Jenseits von Betlehem. Nein, Betlehem ist überall, wo Menschen geboren werden oder sterben. Betlehem ist auch auf der Intensivstation.

Wenn man das Sterben eines nahen Menschen miterlebt hat, dann begreift man das. Weil man unwillkürlich denkt: der Mensch kann doch nicht einfach weg sein; der hat doch hier ausgeatmet, um an anderer Stelle wieder einzuatmen, neu geboren zu werden in den endgültigen Raum der Liebe hinein.

Betlehem ist nicht jenseits, es ist der Raum dazwischen, ist unsere Welt, in die immer noch Gott hinein geboren wird. Und wir haben die Aufgabe ihn zum Leben zu bringen, die betleheminischen Felder dieser Erde endlich zu Feldern des Friedens zu machen; in dieser Wendezeit 2022/23 mehr denn je.

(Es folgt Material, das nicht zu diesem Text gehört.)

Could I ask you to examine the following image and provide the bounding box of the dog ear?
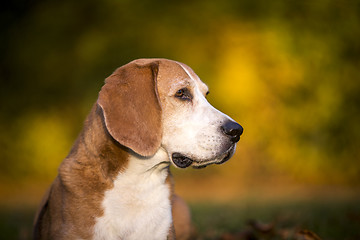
[98,60,162,156]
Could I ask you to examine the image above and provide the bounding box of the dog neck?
[59,104,170,187]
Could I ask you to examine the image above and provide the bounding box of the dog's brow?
[177,63,195,81]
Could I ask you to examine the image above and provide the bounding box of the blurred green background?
[0,0,360,239]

Ab sofort  ist hier Betlehem und deshalb jeder einzelne Mensch aufgefordert, seinen Lebensstil zu überdenken. Jeder sinnlos verschwendete Tropfen Wasser zählt, jedes weggeworfene Butterbrot, jede überheizte Wohnung. Denn wo soll denn Veränderung anfangen, wenn nicht bei mir persönlich. Im Augenblick baden die Menschen vor allem auf den dunklen Kontinenten, etwa in Afrika, die Katastrophe aus, weil dort jetzt schon ganze Landstriche wegen Perma-Dürre oder ständiger Überflutung nicht mehr bewohnbar sind.

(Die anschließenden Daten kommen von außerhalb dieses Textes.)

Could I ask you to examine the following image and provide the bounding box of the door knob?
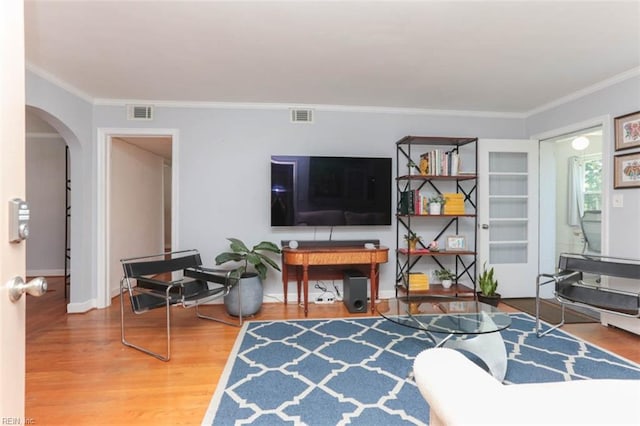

Angesichts dieser Verhältnisse der Völker im Dunkeln hat Bert Brecht in seiner Moritat von Macki Messer aus der Dreigroschenoper von einer Haifischgesellschaft gesprochen und das Zitat aus der Lesung von Jesaja in dieser Heiligen Nacht aufgegriffen und singt:

 Und der Haifisch, der hat Zähne
 Und die trägt er im Gesicht
 Und Machbeath, der hat ein Messer
 Doch das Messer sieht man nicht.

Und die einen sind im Dunkeln
Und die andern sind im Licht,
und man siehet die im Lichte,
die im Dunkeln sieht man nicht.

Die Jesajavision ist nie Wirklichkeit geworden, meint Bert Brecht. Also doch Jenseits von Betlehem? Jenseits von Eden?

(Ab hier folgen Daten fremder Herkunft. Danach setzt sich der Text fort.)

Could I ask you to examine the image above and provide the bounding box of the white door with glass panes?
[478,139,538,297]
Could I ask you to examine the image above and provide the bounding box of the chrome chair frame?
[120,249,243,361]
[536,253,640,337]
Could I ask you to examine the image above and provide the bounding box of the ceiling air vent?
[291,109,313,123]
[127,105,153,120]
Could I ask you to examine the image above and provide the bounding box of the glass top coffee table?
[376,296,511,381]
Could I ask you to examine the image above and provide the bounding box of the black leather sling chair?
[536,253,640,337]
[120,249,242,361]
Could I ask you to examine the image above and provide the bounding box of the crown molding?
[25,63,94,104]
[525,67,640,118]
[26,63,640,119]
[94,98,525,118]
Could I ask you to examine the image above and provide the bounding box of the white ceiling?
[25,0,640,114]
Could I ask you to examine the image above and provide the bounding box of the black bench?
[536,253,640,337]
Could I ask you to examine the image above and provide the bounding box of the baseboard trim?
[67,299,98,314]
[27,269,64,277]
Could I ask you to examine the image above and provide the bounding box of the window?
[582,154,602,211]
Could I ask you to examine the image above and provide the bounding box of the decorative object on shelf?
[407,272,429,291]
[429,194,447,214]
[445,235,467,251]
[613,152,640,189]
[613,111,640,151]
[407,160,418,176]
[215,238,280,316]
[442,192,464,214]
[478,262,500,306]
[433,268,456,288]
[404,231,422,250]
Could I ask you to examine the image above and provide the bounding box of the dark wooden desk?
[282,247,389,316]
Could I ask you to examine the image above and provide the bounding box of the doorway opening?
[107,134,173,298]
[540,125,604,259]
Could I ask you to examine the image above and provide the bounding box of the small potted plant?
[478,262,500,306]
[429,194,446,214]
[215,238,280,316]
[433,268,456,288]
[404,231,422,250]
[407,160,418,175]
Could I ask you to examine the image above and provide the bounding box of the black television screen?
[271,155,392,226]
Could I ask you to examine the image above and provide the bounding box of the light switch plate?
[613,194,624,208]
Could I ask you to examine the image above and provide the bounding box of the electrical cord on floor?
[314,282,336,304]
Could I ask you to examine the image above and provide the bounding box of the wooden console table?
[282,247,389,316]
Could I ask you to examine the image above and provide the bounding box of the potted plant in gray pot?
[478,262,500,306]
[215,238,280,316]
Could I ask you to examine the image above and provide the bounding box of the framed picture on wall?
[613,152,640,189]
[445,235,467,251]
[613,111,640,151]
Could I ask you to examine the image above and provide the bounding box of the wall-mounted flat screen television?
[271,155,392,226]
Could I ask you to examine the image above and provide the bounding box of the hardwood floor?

Nein, wir sind mitten drin im Garten Eden, der Schöpfung, die  wir in weiten Teilen immer noch als Paradies bewahren können. Und wir sind mitten drin in Betlehem. Mit Jesus können wir Licht ins Dunkel bringen.  Z.B. auf den dunklen Kontinent dieser Erde, der nicht darum dunkel ist, weil die Menschen dort dunkle Hautfarbe haben, sondern weil er gerade mal mit 2 % am Bruttosozialprodukt der Welt beteiligt und Opfer des grenzenlosen Haifischkapitalismus ist. Sie Frau Feldmann und diese Bildungsstätte pflegen Kontakte nach Madagaskar und stoßen wie viele andere auch Projekte des Lichts an auf diesem dunklen Kontinent und damit sind sie mittendrin in Betlehem.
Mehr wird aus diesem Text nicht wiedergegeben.